2014-06-20 Thread Daniel Micay
On 21/06/14 02:06 AM, Nick Cameron wrote:
> bstrie: you're right it is a trade off, but I don't agree that its not
> worth it. We're talking about non-atomic incrementing of an integer -
> that is pretty much the cheapest thing you can do on a processor (not
> free of course, since caching, etc., but still very cheap). I've
> programmed a lot in C++ with ref counted pointers and never had a
> problem remembering that there is a cost, and it makes using them
> pleasant. I found all the clone()s in Rust unpleasant, it really put me
> off using ref counting. The transition from using references to using Rc
> was particularly awful. Given that this is something C++ programmers
> coming to Rust will be used to using, I believe ergonomics is especially
> important.
> 
> In this case I don't think we need to aim to be more 'bare metal' than
> C++. Transparent, ref counted pointers in C++ are popular and seem to
> work pretty well, although obviously not perfectly.
> 
> zwarich: I haven't thought this through to a great extent, and I don't
> think here is the right place to plan the API. But, you ought to still
> have control over whether an Rc pointer is copied or referenced.
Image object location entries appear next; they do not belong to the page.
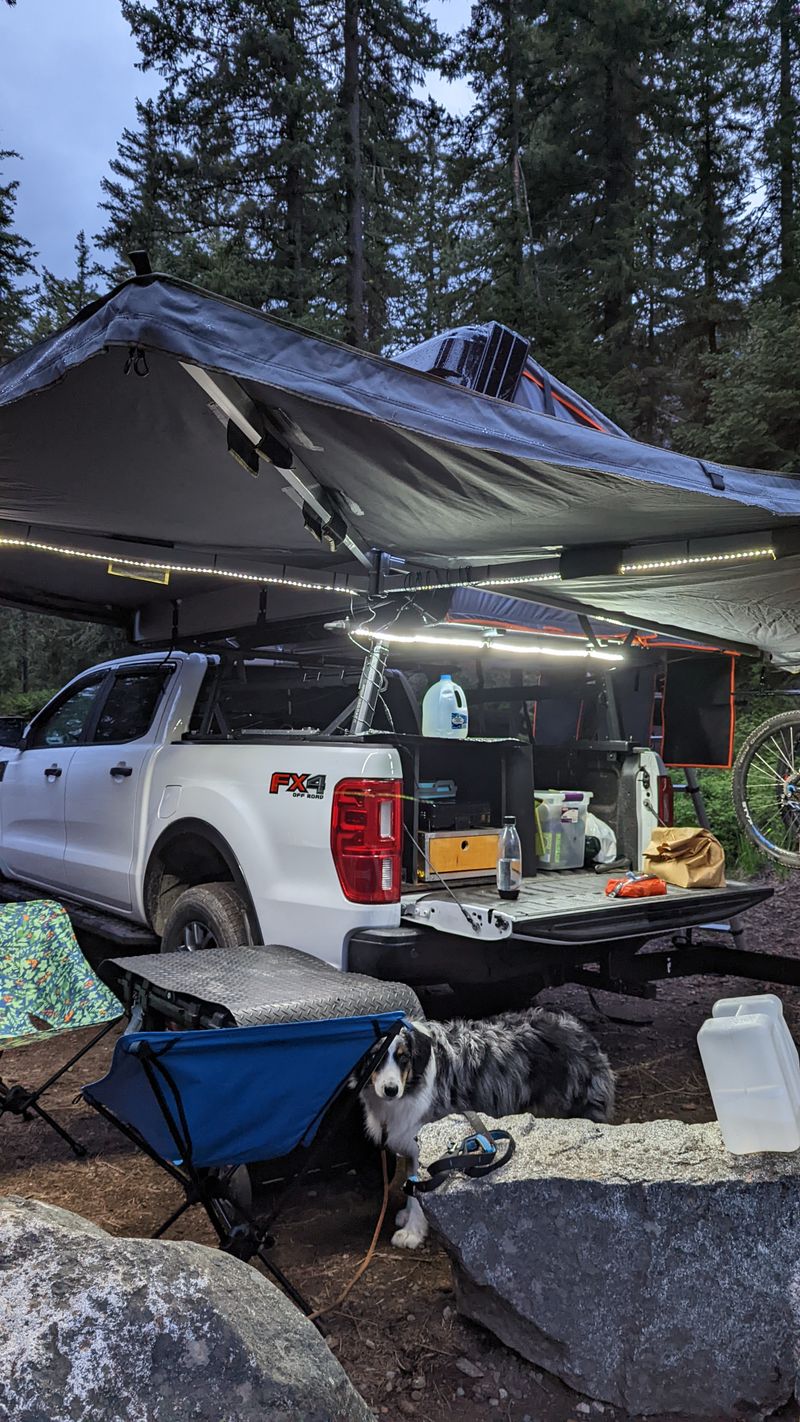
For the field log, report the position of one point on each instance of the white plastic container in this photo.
(445, 711)
(753, 1074)
(560, 828)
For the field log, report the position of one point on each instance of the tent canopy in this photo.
(120, 498)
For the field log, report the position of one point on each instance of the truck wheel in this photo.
(208, 916)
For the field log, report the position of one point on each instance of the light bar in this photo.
(691, 559)
(152, 566)
(492, 642)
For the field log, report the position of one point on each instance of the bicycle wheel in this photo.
(766, 788)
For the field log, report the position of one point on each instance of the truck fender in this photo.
(191, 852)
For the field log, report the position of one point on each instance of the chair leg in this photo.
(76, 1145)
(172, 1219)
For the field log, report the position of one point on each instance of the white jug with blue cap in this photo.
(445, 711)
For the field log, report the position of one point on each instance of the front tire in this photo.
(766, 788)
(206, 916)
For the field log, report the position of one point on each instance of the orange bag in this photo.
(635, 886)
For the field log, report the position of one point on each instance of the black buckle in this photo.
(476, 1156)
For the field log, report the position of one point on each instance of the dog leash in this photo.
(476, 1156)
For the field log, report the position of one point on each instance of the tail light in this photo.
(665, 799)
(367, 839)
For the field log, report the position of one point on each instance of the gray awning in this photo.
(114, 450)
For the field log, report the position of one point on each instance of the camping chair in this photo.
(46, 987)
(203, 1102)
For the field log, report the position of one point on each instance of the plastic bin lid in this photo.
(563, 797)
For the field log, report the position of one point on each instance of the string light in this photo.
(488, 643)
(151, 565)
(696, 558)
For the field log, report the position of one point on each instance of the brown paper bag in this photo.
(689, 858)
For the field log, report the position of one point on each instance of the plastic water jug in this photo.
(753, 1074)
(509, 859)
(444, 710)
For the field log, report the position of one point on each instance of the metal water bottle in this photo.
(509, 859)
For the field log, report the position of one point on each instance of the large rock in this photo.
(640, 1263)
(94, 1327)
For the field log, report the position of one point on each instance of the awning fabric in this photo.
(114, 448)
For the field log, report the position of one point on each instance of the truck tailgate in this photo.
(573, 907)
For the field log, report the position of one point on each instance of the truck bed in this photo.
(571, 906)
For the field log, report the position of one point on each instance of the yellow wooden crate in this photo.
(459, 852)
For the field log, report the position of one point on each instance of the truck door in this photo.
(103, 785)
(34, 787)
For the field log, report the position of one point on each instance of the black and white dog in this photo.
(534, 1061)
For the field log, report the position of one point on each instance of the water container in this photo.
(445, 711)
(509, 859)
(753, 1074)
(560, 828)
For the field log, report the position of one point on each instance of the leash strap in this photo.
(476, 1156)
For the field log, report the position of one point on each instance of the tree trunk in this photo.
(355, 326)
(785, 148)
(510, 64)
(294, 194)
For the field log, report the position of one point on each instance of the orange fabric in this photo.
(648, 888)
(567, 404)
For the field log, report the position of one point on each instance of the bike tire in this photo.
(746, 812)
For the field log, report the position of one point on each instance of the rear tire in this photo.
(208, 916)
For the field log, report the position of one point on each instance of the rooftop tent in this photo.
(169, 450)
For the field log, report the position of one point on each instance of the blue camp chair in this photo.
(203, 1102)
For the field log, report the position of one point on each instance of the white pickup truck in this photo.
(219, 801)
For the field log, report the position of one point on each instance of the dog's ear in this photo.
(421, 1048)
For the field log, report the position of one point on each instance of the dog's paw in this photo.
(409, 1237)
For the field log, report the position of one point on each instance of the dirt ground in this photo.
(398, 1334)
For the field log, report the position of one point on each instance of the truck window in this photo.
(64, 725)
(130, 706)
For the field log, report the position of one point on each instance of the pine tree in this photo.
(16, 265)
(58, 299)
(428, 246)
(374, 164)
(753, 400)
(141, 196)
(239, 123)
(779, 95)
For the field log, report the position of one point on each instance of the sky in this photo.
(68, 83)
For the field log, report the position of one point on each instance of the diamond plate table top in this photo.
(269, 984)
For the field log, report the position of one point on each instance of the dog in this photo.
(533, 1061)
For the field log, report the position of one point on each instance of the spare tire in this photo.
(208, 916)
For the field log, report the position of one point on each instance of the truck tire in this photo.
(208, 916)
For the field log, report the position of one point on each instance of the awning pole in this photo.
(370, 688)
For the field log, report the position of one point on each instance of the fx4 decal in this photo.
(313, 787)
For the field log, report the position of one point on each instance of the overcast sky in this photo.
(67, 90)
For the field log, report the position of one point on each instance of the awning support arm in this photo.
(303, 488)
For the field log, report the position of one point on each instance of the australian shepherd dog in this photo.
(534, 1061)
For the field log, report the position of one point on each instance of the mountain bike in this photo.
(766, 787)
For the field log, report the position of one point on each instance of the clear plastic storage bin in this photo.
(560, 828)
(753, 1074)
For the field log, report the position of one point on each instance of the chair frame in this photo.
(20, 1101)
(238, 1232)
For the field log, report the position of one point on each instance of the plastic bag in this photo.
(598, 829)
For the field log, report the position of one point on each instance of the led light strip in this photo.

If you
> have an Rc object and pass it to a function which takes an Rc, it
> is copied, if it takes a &Rc or a &T then it references (in the
> latter case with an autoderef-ref). If the function is parametric over U
> and takes a &U, then we instantiate U with either Rc or T (in either
> case it would be passed by ref without an increment, deciding which is
> not changed by having a copy constructor). If the function takes a U
> literal, then U must be instantiated with Rc. So, you still get to
> control whether you reference with an increment or not.
> 
> I think if Rc is copy, then it is always copied. I would not expect it
> to ever move. I don't think that is untenable, performance wise, after
> all it is what everyone is currently doing in C++. I agree the second
> option seems unpredictable and thus less pleasant.

It's a severe performance issue in C++11 with `std::shared_ptr` because
it uses atomic reference counting.

Even for `Rc`, these writes cause significant issues for alias
analysis and end up causing many missed optimizations.

Rust needs a way to elide them, and with the `move` keyword gone that
means last use analysis or maintaining the current situation where Rust
always performs the same operation as C for passing, returning and
assignment (a shallow copy).

It will be much harder to write failure-safe code if basic operations
like assignment can fail.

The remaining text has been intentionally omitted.